Scheme summarizing the major findings of this study. Either adenovirus-mediated overexpression of TGF-β1 in mouse brain or administration of TGF-β1 to the cultured hippocampal cells caused an activation of Erk1/2 and Rsk1, consistently accompanied by an increase in phosphorylation of Bad (Ser¹¹²).
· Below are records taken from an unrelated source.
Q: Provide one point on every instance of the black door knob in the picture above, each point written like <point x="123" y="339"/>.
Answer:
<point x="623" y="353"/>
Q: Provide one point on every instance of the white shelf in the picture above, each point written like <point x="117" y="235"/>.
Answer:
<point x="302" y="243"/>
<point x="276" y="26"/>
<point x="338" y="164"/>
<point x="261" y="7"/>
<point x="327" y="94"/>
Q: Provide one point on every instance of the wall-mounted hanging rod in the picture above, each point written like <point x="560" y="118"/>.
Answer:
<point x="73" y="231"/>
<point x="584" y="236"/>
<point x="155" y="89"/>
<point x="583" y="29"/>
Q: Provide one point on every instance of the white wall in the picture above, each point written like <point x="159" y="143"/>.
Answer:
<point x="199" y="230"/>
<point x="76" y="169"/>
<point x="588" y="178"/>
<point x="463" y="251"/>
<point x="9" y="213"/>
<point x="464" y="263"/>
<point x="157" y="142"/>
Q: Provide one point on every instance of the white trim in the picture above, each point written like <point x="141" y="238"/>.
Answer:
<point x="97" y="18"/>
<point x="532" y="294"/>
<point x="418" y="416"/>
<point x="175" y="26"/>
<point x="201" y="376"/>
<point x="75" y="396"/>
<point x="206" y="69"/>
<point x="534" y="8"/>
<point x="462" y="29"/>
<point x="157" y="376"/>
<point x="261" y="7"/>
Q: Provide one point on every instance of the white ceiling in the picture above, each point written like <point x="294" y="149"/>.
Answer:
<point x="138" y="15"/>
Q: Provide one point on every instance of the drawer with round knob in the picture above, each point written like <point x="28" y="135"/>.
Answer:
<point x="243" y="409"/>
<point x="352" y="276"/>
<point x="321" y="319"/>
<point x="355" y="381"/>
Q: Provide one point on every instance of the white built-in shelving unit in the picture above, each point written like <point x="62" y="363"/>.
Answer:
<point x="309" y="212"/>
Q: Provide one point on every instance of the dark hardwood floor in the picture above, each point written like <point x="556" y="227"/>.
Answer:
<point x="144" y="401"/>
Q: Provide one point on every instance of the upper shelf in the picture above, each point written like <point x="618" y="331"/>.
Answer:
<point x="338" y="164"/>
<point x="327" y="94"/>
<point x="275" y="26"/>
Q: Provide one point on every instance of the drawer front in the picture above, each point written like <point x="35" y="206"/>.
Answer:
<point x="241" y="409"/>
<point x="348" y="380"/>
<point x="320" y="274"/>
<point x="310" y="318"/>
TGF-β1-mediated activation of MAPK, phosphorylation of Bad, and an antiapoptotic effect in cultured hippocampal cells were abolished by MEK/Erk1/2 and Rsk1 inhibitors, indicating a tight association between MAPK activation and Bad phosphorylation, as well as a requirement of MAPK pathway for the antiapoptotic activity of TGF-β1. It is proposed that the increase in phosphorylation of Bad may lead to a dissociation of Bcl-2 and Bcl-xl from the complex of Bad/Bcl-xl or Bad/Bcl-2, which in turn interrupts multiple apoptotic cascades, including inhibition of caspase-3 activation. These effects, together with the inhibitory effect of TGF-β1 on the lesion-mediated increase in Bad level, may crucially contribute to the neuroprotective activity of TGF-β1, as evidenced by decrease in DNA degradation and ischemic lesions, as well as the improvement of the neurological outcome after cerebral ischemia.